As soon as we entered the Beit Midrash, Pinhas Aryeh declaimed, “How goodly are thy tents, O Jacob,” and extolled the Torah and its students, praising me for abandoning the idols of my youth and returning to the Beit Midrash. When I wanted to sit down he drew me outside. It was plain that all he had said in praise of the Torah and its students came readily to his lips from the speeches he used to deliver at meetings. Or perhaps he really loved the Torah, but since he was so busy making others love it he did not manage to study it himself. Or perhaps it was enough for him to go over that daily page of the Talmud, which perhaps he studied every day.

Although Pinhas Aryeh, the rabbi’s son, was born in Szibucz, he was a new man to the town.
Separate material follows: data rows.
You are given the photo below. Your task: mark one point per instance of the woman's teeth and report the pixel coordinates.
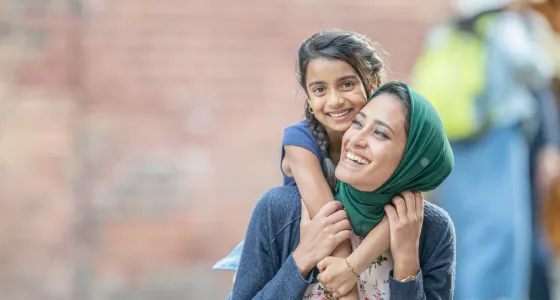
(357, 159)
(341, 114)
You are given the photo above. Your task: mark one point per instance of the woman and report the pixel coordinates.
(397, 143)
(338, 70)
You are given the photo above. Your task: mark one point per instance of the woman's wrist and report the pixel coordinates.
(356, 265)
(406, 268)
(304, 263)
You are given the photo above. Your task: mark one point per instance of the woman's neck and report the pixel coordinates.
(335, 139)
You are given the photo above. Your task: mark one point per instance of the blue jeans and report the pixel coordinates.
(488, 197)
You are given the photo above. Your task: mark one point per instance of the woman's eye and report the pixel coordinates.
(380, 134)
(357, 123)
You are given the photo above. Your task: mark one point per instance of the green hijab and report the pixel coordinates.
(426, 163)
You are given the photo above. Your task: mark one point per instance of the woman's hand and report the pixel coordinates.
(321, 235)
(405, 221)
(335, 276)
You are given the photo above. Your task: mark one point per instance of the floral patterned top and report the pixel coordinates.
(373, 283)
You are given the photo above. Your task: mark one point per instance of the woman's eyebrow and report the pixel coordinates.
(377, 121)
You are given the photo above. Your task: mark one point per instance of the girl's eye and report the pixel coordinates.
(348, 85)
(319, 90)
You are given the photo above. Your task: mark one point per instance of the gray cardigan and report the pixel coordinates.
(268, 271)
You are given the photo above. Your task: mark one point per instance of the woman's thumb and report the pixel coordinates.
(304, 213)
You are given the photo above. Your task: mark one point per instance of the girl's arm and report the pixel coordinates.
(374, 244)
(306, 169)
(315, 192)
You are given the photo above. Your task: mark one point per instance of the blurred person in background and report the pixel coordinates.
(488, 75)
(545, 156)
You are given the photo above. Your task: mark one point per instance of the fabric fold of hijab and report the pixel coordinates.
(427, 161)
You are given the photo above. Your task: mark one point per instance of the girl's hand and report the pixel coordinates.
(321, 235)
(405, 221)
(335, 276)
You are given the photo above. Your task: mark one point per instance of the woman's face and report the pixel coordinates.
(373, 147)
(335, 92)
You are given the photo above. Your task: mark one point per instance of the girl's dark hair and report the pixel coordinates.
(399, 91)
(352, 48)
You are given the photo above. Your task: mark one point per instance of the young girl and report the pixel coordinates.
(338, 70)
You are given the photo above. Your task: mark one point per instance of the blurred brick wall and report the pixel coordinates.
(136, 136)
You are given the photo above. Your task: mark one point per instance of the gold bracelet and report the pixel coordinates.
(349, 267)
(407, 278)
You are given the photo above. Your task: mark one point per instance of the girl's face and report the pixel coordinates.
(336, 93)
(373, 147)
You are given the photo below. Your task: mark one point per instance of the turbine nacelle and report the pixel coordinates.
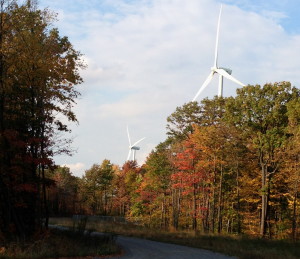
(223, 72)
(132, 148)
(228, 70)
(135, 148)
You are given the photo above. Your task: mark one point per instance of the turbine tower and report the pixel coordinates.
(223, 72)
(132, 148)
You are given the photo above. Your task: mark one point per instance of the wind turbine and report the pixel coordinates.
(132, 148)
(223, 72)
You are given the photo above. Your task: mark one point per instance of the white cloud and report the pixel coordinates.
(149, 57)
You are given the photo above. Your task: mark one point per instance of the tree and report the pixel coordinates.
(261, 112)
(39, 72)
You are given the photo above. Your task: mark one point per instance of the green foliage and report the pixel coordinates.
(38, 73)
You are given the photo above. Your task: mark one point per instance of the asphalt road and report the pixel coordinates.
(136, 248)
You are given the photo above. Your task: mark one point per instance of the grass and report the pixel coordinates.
(240, 246)
(60, 243)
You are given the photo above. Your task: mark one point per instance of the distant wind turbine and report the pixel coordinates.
(132, 147)
(223, 72)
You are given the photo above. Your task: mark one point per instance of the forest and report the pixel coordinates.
(228, 166)
(38, 72)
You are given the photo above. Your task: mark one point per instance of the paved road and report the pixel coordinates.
(136, 248)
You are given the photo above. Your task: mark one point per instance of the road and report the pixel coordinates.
(136, 248)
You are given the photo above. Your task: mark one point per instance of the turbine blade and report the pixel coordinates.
(138, 142)
(217, 39)
(129, 154)
(206, 82)
(230, 77)
(128, 136)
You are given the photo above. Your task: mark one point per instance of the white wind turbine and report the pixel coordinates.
(132, 147)
(223, 72)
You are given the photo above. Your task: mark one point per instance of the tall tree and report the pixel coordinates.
(261, 112)
(38, 75)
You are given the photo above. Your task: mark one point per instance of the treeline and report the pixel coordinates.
(38, 71)
(229, 165)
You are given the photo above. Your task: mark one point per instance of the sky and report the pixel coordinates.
(147, 57)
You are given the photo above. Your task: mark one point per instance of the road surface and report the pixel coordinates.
(137, 248)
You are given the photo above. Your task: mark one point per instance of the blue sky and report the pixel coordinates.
(147, 57)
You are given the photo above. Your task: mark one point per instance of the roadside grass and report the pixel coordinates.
(242, 247)
(57, 243)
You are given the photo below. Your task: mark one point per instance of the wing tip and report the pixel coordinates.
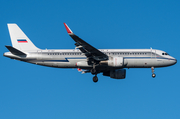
(68, 29)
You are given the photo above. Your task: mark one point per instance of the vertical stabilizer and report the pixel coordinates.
(19, 39)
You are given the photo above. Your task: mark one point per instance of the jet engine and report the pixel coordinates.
(114, 62)
(116, 74)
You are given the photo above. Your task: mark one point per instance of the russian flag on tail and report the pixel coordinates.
(22, 41)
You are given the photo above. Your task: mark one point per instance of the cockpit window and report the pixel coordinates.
(165, 54)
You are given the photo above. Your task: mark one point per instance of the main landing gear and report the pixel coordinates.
(153, 74)
(94, 72)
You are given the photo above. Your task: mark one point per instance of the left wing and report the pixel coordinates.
(87, 49)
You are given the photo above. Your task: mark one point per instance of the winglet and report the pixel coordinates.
(68, 29)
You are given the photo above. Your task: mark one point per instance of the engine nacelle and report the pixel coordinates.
(116, 74)
(114, 62)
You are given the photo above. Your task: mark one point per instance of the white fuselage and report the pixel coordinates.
(133, 58)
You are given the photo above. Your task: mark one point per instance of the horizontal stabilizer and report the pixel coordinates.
(15, 51)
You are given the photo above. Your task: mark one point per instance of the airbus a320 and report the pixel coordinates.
(85, 57)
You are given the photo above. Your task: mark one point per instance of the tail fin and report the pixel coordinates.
(19, 39)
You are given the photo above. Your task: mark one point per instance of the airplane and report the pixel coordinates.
(85, 57)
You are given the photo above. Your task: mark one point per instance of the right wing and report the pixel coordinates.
(86, 48)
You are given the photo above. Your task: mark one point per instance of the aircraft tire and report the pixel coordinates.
(95, 79)
(153, 75)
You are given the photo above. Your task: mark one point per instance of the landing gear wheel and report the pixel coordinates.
(153, 75)
(95, 79)
(93, 71)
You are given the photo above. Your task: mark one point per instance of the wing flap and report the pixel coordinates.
(15, 51)
(87, 49)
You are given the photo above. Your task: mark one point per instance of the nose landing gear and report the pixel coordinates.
(153, 74)
(95, 79)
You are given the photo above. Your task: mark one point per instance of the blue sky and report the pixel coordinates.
(30, 91)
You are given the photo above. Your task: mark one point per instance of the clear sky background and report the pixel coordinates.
(29, 91)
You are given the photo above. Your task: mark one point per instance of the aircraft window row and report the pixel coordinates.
(165, 54)
(126, 53)
(64, 53)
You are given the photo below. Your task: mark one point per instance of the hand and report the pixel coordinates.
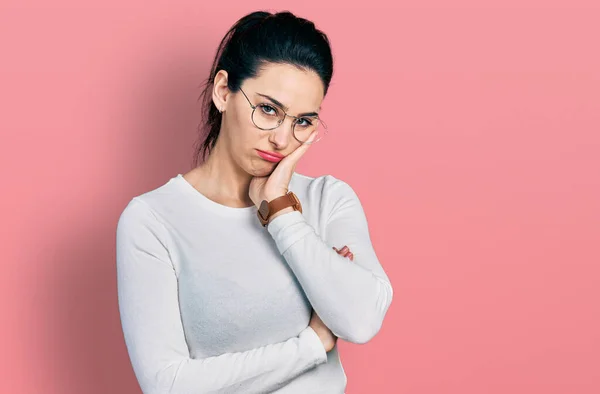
(276, 184)
(324, 333)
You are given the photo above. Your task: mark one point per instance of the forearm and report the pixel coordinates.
(259, 370)
(350, 298)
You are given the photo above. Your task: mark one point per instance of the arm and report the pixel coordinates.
(151, 320)
(351, 298)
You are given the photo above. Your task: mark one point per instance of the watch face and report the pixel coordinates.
(264, 209)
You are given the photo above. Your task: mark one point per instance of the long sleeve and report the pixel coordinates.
(153, 331)
(351, 297)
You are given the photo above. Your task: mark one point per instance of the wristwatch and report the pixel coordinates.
(269, 208)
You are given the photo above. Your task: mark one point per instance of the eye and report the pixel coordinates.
(268, 109)
(304, 122)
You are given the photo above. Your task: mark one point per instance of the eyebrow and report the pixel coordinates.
(279, 104)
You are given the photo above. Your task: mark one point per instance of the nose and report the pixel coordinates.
(282, 135)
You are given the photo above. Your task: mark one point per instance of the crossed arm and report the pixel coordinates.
(350, 298)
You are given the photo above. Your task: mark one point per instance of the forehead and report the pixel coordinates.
(298, 89)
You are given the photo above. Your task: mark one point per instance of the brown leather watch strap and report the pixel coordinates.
(268, 209)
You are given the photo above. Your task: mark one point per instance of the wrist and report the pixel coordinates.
(278, 213)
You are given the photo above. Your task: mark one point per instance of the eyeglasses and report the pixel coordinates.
(268, 116)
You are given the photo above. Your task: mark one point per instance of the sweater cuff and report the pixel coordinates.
(288, 228)
(314, 346)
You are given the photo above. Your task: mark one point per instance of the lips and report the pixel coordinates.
(272, 157)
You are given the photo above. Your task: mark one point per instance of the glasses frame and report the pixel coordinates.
(281, 121)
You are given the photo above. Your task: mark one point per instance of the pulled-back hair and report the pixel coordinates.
(256, 39)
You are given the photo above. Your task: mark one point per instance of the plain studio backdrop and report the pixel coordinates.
(470, 131)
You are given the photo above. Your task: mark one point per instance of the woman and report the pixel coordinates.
(232, 278)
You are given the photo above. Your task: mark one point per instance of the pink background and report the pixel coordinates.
(470, 131)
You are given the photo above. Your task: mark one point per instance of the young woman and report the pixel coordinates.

Of the other men who grew up in Szibucz before the war, some studied the Torah because they loved it and some because they had nothing else to do, but this Pinhas Aryeh — may God save him — did not open a book, nor did I ever hear a word of commentary on the Torah from his lips. Nevertheless, he used the Torah as a keystone for his actions, whether in matters arising out of the Torah or those that had nothing to do with it.

Like his father, he loved to tell jokes, but a joke that served the father to flavor his talk served the son as a complete conversation, like a man who is frivolous and jests. Once I said to him, “I am surprised at the way you jest and joke.” “And I am surprised that you do not like jokes,” he answered. “If you want to know the spirit of the people, listen to their jests.” I said, “That is the spirit of the people in its dispersion and not in its ingathering.”

Each of us seemed strange to the other. He seemed strange to me because he loved argument, and I to him because I refrained from argument. Finally I became argumentative against my will because he credited me with ideas that had never come into my head. He seemed strange to me because he was immersed in newspapers, and I to him because I did not read them. Once I asked him where he found the time. He said he made the time because he had to read, for the sages said, “And know what thou shalt reply to a heretic.” When he said this I knew that his enjoyment in the reading came first, and the purpose second. “Do you also read the books they send you for review?” said I, jesting. “I write reviews of them,” he replied, jokingly. “What do the authors say?” I asked. “If I praise them, what have they to say?” he answered. “And if you disparage them?” “Why should I pain scholars by disparaging them?”